Declaration of conflicting interests
The authors declared the following potential conflicts of interest with respect to the research, authorship, and/or publication of this article: NJK collaborates with Camurus, maker of Buvidal, on an NIHR-funded study: BUILD2depot (NIHR206657). SJK Collaborates with Eli Lilly and Company related to substance use disorder interventions. AB Received consulting fees from Lilly and research support from Alkermes. LL receives an honorarium from the UK Medical Council on Alcohol as Editor-in-Chief for Alcohol and Alcoholism and he also receives royalties from Routledge as co-editor of a textbook. ALH has received Honoraria paid into her Institutional funds for speaking and Chairing engagements from Lundbeck, Lundbeck Institute UK, Janssen-Cilag, Pfizer, Servier; received research grants or support from Lundbeck, GSK, Indivior; unrestricted funds support from Alcarelle for a PhD; consulted by Silence, NET Device Corps, Sanofi-Aventis, Astra Zeneca, Indivior, Neurocentrx and also consulted by but received no monies from Britannia Pharmaceuticals, GLG, Opiant, Lightlake, Dobrin, Nodthera, Libero and Eli Lilly.
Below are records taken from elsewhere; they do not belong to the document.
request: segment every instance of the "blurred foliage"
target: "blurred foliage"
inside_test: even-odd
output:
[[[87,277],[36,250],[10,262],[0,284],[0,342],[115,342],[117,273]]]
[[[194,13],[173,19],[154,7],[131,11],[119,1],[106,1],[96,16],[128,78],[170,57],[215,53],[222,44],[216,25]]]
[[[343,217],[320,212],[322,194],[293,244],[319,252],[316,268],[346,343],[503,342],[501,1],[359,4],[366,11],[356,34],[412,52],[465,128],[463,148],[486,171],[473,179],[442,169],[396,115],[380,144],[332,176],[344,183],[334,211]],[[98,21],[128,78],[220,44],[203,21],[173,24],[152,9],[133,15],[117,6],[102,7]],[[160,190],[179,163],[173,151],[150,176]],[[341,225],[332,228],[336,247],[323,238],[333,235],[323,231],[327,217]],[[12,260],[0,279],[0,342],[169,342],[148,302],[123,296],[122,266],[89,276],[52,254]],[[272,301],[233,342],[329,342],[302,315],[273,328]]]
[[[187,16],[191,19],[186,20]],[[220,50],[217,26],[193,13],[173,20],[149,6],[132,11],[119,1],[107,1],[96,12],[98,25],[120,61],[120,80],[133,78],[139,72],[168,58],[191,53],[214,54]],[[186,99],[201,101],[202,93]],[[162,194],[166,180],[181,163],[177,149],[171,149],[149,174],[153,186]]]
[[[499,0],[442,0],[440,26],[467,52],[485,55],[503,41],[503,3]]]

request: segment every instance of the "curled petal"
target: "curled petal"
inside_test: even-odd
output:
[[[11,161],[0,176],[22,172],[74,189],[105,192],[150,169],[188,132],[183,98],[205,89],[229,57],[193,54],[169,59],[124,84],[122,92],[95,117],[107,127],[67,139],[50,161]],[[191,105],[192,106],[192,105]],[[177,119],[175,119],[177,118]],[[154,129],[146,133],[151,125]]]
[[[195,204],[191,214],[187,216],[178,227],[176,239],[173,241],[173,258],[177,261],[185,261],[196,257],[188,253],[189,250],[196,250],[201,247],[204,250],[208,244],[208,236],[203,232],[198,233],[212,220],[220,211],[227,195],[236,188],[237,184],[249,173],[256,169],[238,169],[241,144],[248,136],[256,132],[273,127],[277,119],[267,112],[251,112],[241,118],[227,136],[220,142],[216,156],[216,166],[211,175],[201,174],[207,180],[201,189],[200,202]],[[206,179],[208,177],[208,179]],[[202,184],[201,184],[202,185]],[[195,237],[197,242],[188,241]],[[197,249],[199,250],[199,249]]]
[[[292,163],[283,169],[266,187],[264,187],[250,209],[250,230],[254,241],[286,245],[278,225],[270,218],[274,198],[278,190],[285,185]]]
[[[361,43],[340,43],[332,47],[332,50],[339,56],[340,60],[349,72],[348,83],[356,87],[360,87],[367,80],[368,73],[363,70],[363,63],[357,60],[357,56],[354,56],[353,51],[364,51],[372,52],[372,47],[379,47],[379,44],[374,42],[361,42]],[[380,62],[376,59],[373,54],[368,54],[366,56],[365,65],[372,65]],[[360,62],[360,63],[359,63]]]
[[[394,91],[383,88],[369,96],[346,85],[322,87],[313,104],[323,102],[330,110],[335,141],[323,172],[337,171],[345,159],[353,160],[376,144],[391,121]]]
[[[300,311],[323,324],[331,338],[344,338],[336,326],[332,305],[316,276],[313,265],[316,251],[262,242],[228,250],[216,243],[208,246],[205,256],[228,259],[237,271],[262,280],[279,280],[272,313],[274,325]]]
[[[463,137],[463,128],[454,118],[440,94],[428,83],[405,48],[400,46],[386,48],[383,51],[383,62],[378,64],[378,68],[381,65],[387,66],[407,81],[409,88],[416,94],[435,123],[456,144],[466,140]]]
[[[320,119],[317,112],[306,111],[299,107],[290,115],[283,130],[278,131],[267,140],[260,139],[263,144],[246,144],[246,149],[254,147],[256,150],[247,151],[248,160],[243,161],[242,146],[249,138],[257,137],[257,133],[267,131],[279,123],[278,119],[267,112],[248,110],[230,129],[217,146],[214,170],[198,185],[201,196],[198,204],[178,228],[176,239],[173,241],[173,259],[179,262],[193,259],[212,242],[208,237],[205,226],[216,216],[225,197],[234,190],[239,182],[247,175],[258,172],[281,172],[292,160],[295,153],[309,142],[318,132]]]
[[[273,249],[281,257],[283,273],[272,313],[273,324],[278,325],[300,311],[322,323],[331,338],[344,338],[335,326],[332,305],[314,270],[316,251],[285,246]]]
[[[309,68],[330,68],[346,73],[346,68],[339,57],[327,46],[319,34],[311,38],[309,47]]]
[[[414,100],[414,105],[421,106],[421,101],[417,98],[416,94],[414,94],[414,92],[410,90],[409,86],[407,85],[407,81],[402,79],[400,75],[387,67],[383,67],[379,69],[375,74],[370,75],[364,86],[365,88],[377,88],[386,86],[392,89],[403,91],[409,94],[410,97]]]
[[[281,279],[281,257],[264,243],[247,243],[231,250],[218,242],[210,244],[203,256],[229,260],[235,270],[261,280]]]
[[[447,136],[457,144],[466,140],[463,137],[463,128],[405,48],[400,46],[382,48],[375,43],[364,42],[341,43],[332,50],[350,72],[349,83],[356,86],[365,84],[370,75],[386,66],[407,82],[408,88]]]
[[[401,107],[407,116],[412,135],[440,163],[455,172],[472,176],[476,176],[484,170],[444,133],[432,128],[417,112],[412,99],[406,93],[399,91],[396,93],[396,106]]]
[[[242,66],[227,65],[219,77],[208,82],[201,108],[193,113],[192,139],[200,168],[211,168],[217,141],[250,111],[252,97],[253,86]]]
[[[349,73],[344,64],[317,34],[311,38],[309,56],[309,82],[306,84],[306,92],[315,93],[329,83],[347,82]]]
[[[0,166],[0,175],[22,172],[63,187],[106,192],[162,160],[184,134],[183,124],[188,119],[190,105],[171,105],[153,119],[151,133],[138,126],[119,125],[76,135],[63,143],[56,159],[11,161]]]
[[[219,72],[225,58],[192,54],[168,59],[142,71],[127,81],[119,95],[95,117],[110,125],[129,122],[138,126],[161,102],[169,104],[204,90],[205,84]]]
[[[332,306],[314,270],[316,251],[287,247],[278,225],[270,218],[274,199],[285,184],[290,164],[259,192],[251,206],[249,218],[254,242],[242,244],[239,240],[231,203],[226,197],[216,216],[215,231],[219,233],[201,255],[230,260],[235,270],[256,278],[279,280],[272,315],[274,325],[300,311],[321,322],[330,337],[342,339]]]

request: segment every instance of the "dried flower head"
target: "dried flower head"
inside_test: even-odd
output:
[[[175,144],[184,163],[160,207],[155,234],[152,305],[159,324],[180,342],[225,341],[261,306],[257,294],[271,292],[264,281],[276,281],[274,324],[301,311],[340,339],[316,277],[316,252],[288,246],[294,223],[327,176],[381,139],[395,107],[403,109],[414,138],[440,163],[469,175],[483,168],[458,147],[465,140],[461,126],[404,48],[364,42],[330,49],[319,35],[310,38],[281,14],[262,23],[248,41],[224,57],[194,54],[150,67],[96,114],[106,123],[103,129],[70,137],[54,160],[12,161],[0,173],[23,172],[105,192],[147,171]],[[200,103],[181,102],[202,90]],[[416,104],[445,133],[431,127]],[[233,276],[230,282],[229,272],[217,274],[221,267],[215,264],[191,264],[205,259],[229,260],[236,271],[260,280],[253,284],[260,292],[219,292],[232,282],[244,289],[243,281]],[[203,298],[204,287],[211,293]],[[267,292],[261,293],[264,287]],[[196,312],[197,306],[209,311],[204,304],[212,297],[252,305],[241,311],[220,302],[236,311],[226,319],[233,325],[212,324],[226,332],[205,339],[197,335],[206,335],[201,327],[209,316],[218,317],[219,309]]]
She is Chair of Addiction Healthcare Goals, Office for Life Sciences. Prof Lingford-hughes is Associate editor of Addiction. LMP has provided consultancy services to Indivior Plc. DR is a trustee of Action on Smoking & Health. JS has received funding from Gilead Sciences, Inc. She is in receipt of workshop funding but not salary costs from Council for British Research in the Levant. She receives payment for teaching on substance use from the following: College of Mental Health Pharmacy, University of Bradford, Aston University, University of Bath. She is an honorary visiting adjunct professor at the University of Jordan, for which she receives no payment but is supported to attend an associated symposium.
The remaining authors declared no personal interest with respect to the research, authorship, and/or publication of this article.
Data availability statement
Data sharing not applicable to the article as no datasets were generated or analysed during the current study.